# The future of the Scottish fishing industry



## rushie (Jul 5, 2005)

From the BBC - 

_An action plan aimed at securing the long-term future of Scotland's fishing industry has been launched by the Scottish Executive. 
The stock management plan has been developed by the industry. 

Fisheries Minister Ross Finnie believes it shows there is a lot to look forward to after years of pessimism. 

The Scottish white fish fleet has been cut by two thirds in the last five years and thousands of jobs have been lost due to EU conservation measures. 

Only when Scotland regains control of our own waters will we be able to plot a course into calmer waters for our fishing communities 

Richard Lochhead
Moray MSP 

Mr Finnie was launching the SeaFAR action plan in Musselburgh. 

It has been put together by the fishing industry, the government, scientists and environmental groups and aims to manage fish stocks in future in a long term sustainable way. 

'Better times' 

The Scottish Fishermen's Federation (SFF) said there was growing optimism for the future. 

Moray SNP MSP Richard Lochhead gave a cautious welcome to the creation of the action plan. 

He said: "At long last and seven years into our Scottish Parliament, the government has recognised the need for a strategy for one of our most vital industries. 

"However, the reality is that regardless of how many good measures it may contain, it ignores the elephant in the room, the Common Fisheries Policy, which will always undermine our efforts to take the industry forward to better times. 

"Only when Scotland regains control of our own waters will we be able to plot a course into calmer waters for our fishing communities." 

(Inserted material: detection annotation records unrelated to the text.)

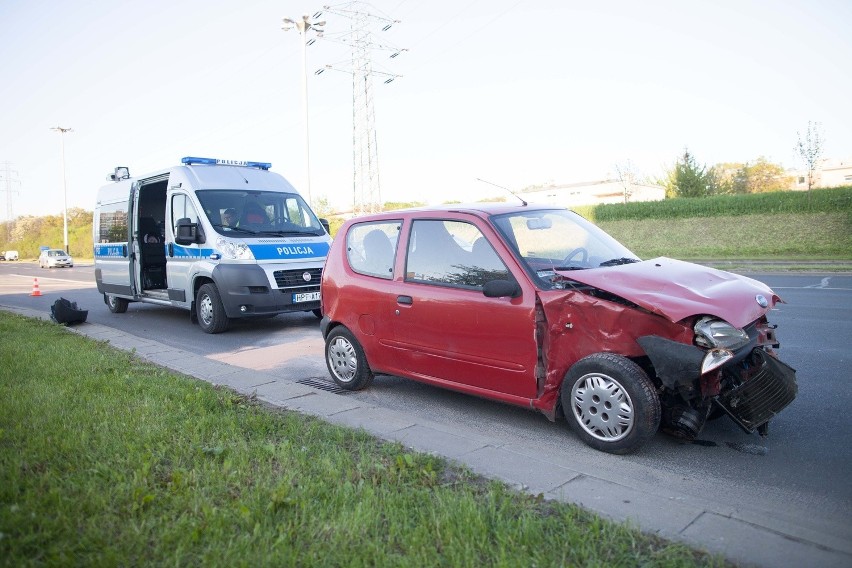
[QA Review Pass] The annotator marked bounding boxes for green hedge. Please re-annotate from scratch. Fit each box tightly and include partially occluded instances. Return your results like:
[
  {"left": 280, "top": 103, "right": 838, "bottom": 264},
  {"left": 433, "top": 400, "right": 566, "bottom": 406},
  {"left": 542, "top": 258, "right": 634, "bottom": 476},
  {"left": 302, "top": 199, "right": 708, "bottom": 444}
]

However, the Fishermen's Association Ltd - who earlier withdrew from the SeaFAR group - said the plan was doomed because it ignored the fact the Scottish fishing industry policy was dictated by Brussels and implemented by Westminster._

Rushie


----------



## Coastie (Aug 24, 2005)

Looks optimistic, Rushie, but I think that the only way to assure the future is to keep others out of British fishing waters.


----------



## rushie (Jul 5, 2005)

*I agree....*

Cheers Coastie,

You should see the number of Spanish boats registered in Newlyn....diabolical. Of course, the Newlyn skippers can't register their own boats in Nortern Spain though....another EU led shambles.

Rushie


----------